Based upon this logic you'd likely want breeders to run the full panel (why should one low frequency disease get preference) of available DNA test on breeding pairs: 2x$288(current discount price for a $480 panel). This is not really that cheap considering puppies run about $600.

 

Perhaps you are sensitized to TNS and based upon your experience "see" TNS more prevalent than it really is. The same thing occurred recently for IGS; people starting reporting IGS in dogs they know about creating the impression of a higher prevalence because people didn't report all their normal dogs. IGS, like TNS, is often misdiagnosed and it can lead to death.

[mjk05]

Orivet do an individual test for AU$75 but a full breed panel including CL, IGS for $150 (AU, so US$107). Compare that to CEA, which has a similar incidence of severe disease- AU$200 for a single test. Even in the past, TNS done individually by UniNSW was AU$55, and our small working sheepdog community negotiated a discounted price for group testing. I imagine a group like the ABCA would have significantly more bargaining power than 30 rural West Australian sheepdog triallers. Once many local breeders identified the majority of dogs that are clear, they rarely test unless using untested dogs.

I don't think I see TNS where it isn't- I am open to the possibility that it's presenting without being identified. I still haven't seen any affected pups other than ours (although I have heard of them, in other working litters).

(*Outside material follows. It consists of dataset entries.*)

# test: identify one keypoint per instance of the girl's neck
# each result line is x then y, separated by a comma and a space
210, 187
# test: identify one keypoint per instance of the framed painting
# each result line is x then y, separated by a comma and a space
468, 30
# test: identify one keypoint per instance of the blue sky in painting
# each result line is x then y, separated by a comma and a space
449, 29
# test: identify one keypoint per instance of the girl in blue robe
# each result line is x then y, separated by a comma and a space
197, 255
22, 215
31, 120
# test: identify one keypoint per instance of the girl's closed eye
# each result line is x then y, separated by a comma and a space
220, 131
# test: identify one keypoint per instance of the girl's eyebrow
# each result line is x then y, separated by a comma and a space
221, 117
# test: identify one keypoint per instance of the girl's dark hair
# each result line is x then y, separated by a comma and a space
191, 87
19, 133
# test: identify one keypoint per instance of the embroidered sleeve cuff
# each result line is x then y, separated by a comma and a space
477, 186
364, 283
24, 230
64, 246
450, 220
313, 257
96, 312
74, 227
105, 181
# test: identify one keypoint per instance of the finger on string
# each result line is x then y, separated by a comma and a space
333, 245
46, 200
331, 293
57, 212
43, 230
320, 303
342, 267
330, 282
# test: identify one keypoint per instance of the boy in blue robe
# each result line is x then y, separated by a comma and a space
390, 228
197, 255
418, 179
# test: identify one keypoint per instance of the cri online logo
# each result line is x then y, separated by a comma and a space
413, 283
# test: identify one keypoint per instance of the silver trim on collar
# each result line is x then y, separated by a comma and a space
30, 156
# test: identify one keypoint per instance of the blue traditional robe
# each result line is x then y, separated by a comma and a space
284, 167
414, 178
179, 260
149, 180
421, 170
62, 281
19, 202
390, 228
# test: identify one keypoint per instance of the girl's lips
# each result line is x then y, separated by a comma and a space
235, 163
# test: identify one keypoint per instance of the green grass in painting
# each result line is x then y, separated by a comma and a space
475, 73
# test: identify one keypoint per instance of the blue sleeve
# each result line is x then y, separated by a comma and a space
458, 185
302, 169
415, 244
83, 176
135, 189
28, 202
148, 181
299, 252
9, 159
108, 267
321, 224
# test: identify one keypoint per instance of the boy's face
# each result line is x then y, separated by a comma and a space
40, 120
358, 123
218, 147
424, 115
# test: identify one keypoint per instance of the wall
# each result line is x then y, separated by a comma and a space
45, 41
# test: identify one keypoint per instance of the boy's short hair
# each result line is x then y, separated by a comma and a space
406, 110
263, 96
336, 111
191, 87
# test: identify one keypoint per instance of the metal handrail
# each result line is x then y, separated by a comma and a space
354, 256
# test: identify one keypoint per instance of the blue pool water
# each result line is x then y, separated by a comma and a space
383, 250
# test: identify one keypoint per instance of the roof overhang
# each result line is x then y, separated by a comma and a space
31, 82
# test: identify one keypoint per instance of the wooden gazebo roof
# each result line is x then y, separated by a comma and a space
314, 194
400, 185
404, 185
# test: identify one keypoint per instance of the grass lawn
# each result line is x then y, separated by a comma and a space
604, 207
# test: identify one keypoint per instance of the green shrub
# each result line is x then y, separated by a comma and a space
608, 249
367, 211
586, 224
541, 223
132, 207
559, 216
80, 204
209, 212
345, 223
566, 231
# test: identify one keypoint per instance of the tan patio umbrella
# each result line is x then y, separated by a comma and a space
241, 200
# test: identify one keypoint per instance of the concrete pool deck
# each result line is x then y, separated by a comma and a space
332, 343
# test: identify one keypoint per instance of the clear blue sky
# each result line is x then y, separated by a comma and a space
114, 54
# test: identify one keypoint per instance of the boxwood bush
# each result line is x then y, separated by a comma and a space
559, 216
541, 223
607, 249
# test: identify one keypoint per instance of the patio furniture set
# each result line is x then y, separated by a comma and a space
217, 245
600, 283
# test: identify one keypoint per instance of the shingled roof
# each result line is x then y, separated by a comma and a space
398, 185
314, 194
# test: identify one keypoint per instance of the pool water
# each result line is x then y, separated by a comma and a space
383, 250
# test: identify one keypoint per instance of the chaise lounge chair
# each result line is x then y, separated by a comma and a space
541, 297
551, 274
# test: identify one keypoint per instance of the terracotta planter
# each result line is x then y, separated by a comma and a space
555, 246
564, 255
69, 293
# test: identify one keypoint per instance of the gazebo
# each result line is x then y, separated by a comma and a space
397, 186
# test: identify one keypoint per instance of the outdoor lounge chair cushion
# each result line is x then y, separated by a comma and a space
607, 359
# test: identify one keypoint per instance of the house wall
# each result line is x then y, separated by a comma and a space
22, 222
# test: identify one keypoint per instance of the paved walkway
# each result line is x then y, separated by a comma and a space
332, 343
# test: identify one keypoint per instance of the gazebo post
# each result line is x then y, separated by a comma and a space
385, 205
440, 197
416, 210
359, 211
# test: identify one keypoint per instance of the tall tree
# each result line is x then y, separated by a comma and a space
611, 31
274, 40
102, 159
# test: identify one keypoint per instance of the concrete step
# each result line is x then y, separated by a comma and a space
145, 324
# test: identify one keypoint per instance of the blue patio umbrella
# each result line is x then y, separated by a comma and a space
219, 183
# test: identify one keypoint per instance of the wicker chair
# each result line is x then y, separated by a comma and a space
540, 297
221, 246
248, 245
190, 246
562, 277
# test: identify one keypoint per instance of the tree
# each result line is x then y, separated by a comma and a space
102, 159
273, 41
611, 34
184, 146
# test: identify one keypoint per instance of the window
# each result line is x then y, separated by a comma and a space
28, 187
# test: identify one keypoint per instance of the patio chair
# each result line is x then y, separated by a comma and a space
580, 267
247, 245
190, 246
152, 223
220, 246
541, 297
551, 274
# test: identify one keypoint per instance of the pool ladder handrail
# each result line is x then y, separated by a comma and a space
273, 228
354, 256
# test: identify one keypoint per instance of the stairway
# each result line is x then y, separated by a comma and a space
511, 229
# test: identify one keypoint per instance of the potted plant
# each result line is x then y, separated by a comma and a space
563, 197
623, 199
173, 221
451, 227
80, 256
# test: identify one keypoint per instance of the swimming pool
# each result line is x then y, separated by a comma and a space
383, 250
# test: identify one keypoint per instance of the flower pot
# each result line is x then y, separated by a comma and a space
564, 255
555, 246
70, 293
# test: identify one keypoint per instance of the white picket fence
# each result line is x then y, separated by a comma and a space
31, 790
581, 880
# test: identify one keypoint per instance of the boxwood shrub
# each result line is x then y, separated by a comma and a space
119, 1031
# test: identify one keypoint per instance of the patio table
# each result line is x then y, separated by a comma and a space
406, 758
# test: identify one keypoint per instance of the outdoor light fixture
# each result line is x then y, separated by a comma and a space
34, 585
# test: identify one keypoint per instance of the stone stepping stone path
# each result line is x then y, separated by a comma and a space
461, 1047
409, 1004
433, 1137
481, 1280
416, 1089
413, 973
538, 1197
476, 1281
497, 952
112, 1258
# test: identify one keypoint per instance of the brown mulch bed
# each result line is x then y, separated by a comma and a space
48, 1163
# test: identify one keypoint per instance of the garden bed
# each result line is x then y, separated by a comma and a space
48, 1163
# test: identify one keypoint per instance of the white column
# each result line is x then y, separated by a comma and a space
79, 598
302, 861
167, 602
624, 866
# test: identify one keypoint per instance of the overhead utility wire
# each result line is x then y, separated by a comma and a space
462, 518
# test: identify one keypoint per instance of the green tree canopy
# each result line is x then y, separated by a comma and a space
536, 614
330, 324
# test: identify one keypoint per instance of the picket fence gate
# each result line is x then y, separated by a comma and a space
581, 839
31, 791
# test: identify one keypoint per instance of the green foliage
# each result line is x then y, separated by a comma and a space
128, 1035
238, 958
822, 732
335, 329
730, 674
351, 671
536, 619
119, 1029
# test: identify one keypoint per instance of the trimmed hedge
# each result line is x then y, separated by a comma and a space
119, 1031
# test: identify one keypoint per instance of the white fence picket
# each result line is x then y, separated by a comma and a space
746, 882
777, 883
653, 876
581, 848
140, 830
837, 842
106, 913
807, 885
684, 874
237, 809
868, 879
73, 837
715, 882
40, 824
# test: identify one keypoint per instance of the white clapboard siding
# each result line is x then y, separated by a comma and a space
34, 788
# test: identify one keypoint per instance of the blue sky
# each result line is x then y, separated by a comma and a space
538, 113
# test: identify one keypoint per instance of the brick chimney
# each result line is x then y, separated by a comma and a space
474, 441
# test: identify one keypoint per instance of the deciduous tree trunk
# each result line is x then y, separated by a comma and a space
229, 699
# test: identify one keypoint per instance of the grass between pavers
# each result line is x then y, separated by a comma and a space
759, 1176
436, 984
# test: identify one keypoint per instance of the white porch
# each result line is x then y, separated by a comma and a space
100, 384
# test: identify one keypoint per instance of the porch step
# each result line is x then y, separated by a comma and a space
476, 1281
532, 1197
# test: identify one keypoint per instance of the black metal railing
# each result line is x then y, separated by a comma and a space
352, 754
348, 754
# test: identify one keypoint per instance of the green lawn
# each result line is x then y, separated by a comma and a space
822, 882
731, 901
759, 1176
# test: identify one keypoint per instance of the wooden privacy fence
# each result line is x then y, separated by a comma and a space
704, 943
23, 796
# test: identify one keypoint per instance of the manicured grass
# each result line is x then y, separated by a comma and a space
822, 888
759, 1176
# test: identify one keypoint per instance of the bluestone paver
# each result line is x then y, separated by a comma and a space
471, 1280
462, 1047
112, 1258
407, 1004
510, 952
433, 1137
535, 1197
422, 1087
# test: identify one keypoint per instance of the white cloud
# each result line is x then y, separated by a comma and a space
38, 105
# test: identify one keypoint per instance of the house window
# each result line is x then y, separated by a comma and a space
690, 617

Those pedigrees have well known working dogs on both sides, and it came from somewhere. The pedigrees don't have one easily identifiable common line. We don't know where it came from. So without testing, we don't know where it is going.

If I were expending significant time and effort in breeding a litter, I would want to take the relatively simple step of DNA testing to make sure I knew where I stood on these easily avoidable diseases.